There is a good argument that implanted backdoors are the bigger concern. My attack surface is all of the programs I run, plus all of the programs run by the developers of that software, possibly recursively. If an adversary implants a backdoor in something, it’s very likely to be effective since it was designed that way. It won’t depend on a misconfiguration on my part. Are such backdoors likely to be detected, and in what timeframe? In contrast to my usual pessimism, I’m probably unreasonably optimistic here.
My argument is that the latent vulns in software represent the larger problem. It doesn’t matter that some of them only apply to some users or some configurations, because they are so legion in number there will always be another one when the attacker needs it. The Chrome browser goes to some effort to sandbox and otherwise isolate itself from itself. Nevertheless, attackers consistently find RCE exploits by stringing together 7 or 17 or however many smaller vulns.
Or, in short, when somebody sends me a link and I’m not sure I want to click on it, the knowledge that my browser was not built in a reproducible manner is not what gives me pause. Admittedly unfair comparison, since a backdoored browser wouldn’t wait until I visit a naughty link to work its magic.
Perhaps it doesn’t matter. We’re all screwed no matter what. :(
Although it’s in the context of scientific computing, Why bit wise reproducibility matters has some relevance as well. I’m debugging some problem. I make a few changes and recompile, and the problem vanishes. Did I fix it? Or did the mere act of recompiling on my system change something? If I can reproduce upstream builds at will, I can know that any observed change is the result of intended source modification, and not spurious environmental contamination.
I dismissed self propagating compiler backdoors with a wave of the hand.
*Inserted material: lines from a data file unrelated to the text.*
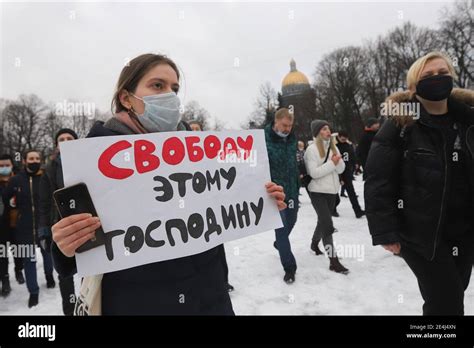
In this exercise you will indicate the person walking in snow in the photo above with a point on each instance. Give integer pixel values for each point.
(419, 191)
(50, 181)
(146, 101)
(324, 164)
(347, 177)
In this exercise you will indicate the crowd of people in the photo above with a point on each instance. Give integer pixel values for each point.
(418, 191)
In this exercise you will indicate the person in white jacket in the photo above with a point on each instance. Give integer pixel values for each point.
(324, 164)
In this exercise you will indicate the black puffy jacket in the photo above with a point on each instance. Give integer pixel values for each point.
(25, 188)
(192, 285)
(407, 174)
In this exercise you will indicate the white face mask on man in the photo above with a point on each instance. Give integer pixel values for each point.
(162, 112)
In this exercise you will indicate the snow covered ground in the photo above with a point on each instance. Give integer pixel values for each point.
(378, 282)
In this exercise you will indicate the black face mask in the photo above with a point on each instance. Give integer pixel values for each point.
(33, 167)
(435, 88)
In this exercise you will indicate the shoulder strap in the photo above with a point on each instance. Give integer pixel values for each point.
(327, 154)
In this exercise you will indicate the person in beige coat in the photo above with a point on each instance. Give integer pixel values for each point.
(324, 164)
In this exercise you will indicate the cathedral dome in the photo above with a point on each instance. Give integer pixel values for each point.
(294, 80)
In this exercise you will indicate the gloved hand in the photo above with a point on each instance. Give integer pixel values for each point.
(45, 243)
(45, 238)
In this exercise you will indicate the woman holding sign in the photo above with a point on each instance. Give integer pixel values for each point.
(146, 101)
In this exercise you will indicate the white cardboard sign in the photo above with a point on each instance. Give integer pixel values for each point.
(163, 196)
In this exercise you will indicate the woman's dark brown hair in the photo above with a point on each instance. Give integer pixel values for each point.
(133, 72)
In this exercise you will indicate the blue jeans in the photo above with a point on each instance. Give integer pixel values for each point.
(288, 216)
(30, 270)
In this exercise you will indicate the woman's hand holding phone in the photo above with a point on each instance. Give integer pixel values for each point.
(73, 231)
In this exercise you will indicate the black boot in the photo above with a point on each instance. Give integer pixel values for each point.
(335, 265)
(33, 300)
(289, 277)
(6, 289)
(19, 277)
(360, 213)
(50, 283)
(315, 248)
(230, 288)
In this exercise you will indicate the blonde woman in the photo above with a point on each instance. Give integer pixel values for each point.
(419, 192)
(324, 164)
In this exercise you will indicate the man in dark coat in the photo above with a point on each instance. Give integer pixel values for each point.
(347, 177)
(52, 180)
(371, 128)
(281, 148)
(22, 192)
(7, 231)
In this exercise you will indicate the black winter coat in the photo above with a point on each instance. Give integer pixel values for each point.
(51, 180)
(408, 173)
(192, 285)
(25, 188)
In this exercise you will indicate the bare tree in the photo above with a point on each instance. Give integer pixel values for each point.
(339, 82)
(195, 112)
(457, 34)
(23, 124)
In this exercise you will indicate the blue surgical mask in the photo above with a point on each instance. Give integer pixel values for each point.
(162, 112)
(5, 171)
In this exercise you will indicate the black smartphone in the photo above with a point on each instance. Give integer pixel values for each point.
(76, 199)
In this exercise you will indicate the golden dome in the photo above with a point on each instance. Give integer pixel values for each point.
(294, 77)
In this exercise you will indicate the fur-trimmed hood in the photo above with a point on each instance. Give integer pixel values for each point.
(460, 95)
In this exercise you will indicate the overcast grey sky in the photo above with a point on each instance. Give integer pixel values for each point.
(75, 51)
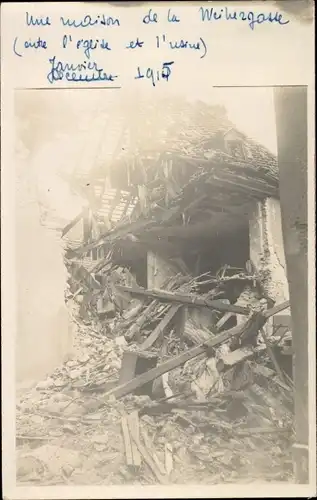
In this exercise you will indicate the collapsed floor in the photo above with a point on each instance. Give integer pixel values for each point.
(170, 386)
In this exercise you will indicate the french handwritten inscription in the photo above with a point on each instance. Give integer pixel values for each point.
(79, 37)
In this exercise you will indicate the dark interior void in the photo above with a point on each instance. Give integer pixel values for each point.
(209, 255)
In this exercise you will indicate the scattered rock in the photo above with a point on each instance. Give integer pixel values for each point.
(48, 460)
(45, 384)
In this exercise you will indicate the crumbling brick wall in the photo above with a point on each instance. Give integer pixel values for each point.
(43, 330)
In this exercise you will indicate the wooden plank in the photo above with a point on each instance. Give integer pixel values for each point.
(179, 360)
(144, 316)
(133, 423)
(234, 357)
(73, 223)
(250, 327)
(127, 441)
(161, 328)
(272, 356)
(146, 454)
(182, 298)
(149, 445)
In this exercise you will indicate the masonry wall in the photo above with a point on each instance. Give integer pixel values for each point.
(43, 329)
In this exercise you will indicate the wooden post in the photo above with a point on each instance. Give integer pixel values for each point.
(291, 120)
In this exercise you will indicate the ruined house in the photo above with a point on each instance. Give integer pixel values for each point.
(181, 190)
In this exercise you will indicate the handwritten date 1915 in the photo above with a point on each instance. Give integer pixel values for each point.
(155, 75)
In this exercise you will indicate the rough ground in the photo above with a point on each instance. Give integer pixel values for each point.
(74, 437)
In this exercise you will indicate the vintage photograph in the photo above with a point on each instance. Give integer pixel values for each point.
(161, 274)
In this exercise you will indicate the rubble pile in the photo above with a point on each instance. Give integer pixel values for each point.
(155, 392)
(183, 377)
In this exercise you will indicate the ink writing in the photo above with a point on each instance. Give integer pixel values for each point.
(37, 21)
(88, 71)
(155, 75)
(183, 44)
(28, 44)
(88, 21)
(224, 14)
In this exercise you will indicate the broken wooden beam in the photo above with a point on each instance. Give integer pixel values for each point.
(250, 327)
(234, 357)
(160, 328)
(134, 427)
(181, 298)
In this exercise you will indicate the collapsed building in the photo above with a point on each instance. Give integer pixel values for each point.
(178, 260)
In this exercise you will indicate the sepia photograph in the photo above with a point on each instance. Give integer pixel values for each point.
(162, 287)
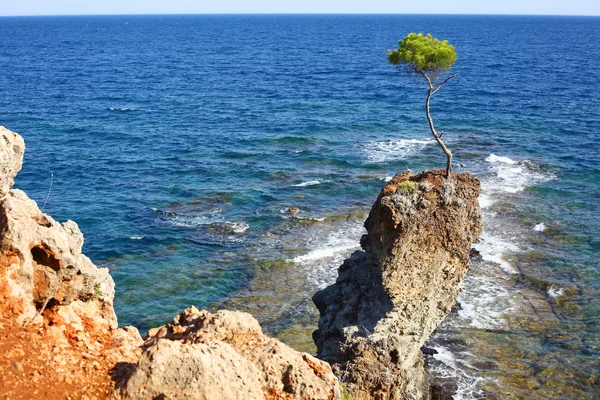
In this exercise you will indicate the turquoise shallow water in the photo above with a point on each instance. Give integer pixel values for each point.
(178, 143)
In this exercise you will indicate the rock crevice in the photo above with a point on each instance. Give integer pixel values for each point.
(389, 297)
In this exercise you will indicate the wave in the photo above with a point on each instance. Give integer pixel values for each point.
(493, 249)
(394, 149)
(120, 109)
(324, 253)
(555, 291)
(329, 245)
(450, 367)
(311, 183)
(510, 176)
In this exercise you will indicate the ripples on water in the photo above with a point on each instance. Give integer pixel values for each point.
(180, 143)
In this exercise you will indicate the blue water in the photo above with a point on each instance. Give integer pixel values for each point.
(178, 144)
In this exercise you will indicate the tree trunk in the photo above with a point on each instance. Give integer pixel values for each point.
(436, 136)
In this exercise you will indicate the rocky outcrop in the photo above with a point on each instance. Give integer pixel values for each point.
(59, 330)
(390, 297)
(225, 355)
(12, 148)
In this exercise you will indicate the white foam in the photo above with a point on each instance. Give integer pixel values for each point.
(493, 249)
(492, 158)
(330, 244)
(121, 109)
(451, 367)
(311, 183)
(555, 291)
(485, 201)
(394, 149)
(510, 176)
(484, 302)
(237, 227)
(324, 253)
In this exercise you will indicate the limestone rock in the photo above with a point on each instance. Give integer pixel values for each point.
(227, 356)
(48, 268)
(41, 264)
(390, 297)
(12, 148)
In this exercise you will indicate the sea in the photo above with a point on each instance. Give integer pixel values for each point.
(229, 161)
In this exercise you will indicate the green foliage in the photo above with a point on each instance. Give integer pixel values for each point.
(423, 53)
(345, 394)
(407, 187)
(97, 290)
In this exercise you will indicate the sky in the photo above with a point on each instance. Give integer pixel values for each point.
(95, 7)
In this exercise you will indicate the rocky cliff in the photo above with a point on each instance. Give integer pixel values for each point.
(59, 336)
(389, 297)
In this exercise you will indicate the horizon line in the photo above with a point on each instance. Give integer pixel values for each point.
(299, 14)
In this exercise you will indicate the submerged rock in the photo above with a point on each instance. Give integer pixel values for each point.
(389, 297)
(57, 318)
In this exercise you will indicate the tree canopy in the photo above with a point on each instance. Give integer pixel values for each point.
(431, 58)
(423, 54)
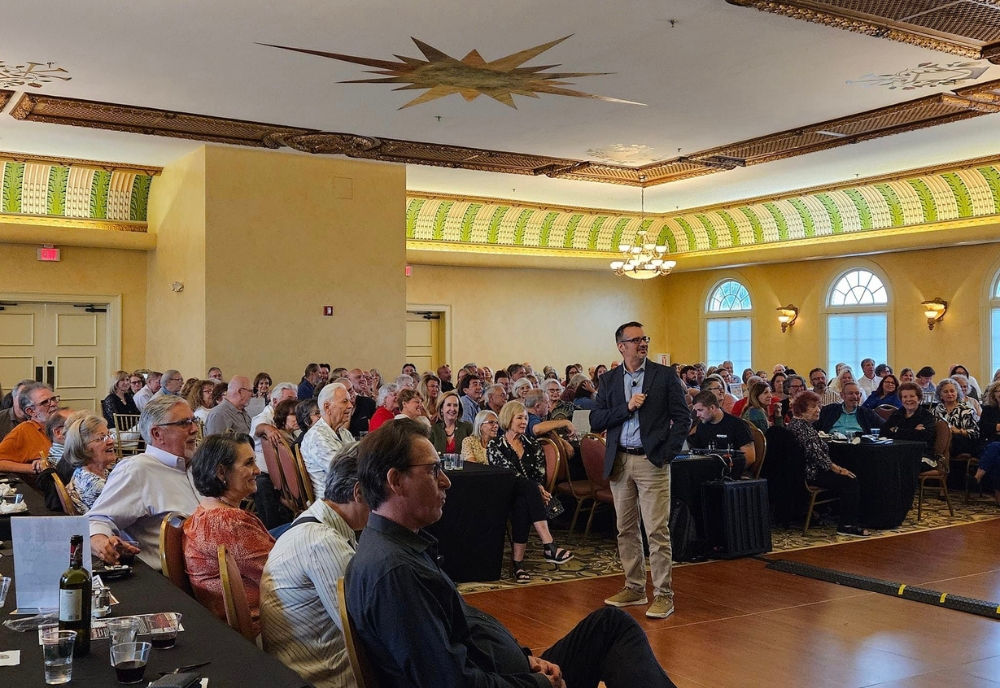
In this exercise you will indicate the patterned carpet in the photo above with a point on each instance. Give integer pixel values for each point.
(598, 555)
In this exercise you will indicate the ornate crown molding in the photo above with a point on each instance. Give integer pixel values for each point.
(947, 28)
(929, 111)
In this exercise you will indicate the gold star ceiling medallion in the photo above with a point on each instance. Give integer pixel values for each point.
(470, 77)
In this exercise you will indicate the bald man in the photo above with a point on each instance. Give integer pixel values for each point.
(230, 414)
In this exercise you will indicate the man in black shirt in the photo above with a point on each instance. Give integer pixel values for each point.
(718, 429)
(395, 576)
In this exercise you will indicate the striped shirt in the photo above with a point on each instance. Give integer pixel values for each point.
(299, 614)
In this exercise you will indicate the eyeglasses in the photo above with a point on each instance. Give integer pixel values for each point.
(435, 471)
(183, 423)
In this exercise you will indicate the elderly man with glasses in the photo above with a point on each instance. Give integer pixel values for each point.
(126, 518)
(24, 449)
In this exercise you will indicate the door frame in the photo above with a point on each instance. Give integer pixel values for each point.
(113, 322)
(445, 311)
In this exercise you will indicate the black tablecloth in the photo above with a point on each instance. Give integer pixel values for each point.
(236, 663)
(887, 474)
(473, 527)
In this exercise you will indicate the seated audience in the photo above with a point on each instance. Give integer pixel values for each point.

I tend to quickly dismiss the idea because whenever it comes up, it seems to be somebody saying, “The MIB could have implanted a backdoor in gcc in 1988 and it’d still be there and we’d never know!”, but there are aspects of the idea that are more reasonable. A few more thoughts on that. I would not claim they are impossible; just fragile. As in, the backdoor will fail to identify either the compiler itself or its victim program. “Am I compiling a compiler?” is a question that approaches “Will this program halt?” in difficulty. To the best of my knowledge, very little research has been conducted into the practical limits of making such a backdoor reliable in the face of changing inputs.
An early effort is probably 80s and early 90s MSDOS viruses. They’d infect anything and everything, then (e.g.) delete some random file at midnight. Propagation and payload. Any file created by an infected compiler would also be infected, but any file copied by an infected xcopy.exe would also be infected. Invisible compiler backdoor or something else? On the fragile side, viruses were notorious for corrupting files because crude checks for the MZ header weren’t 100% reliable. This line of development seems to have evolved towards Stuxnet and Flame, etc.
Or consider a previous effort to install a backdoor in sshd. Even with source access, developing a backdoor that worked as intended required quite some effort. The next logical step, whacking the compiler to insert all these changes automatically, would appear even more difficult to achieve. Even small changes to the ssh source would be hard to resolve. There are, of course, easier backdoors to introduce, but given this was one that we know was developed, it’s worth considering how easily it would be converted into a compiler introduced backdoor.
Compilers do not appear to be the preferred delivery mechanism for replicating, persisting backdoors.
Although... XcodeGhost is the first compiler malware in OS X, infecting iOS apps. Ouch.
Anyway, never trust the thoughts of some rando on the internet.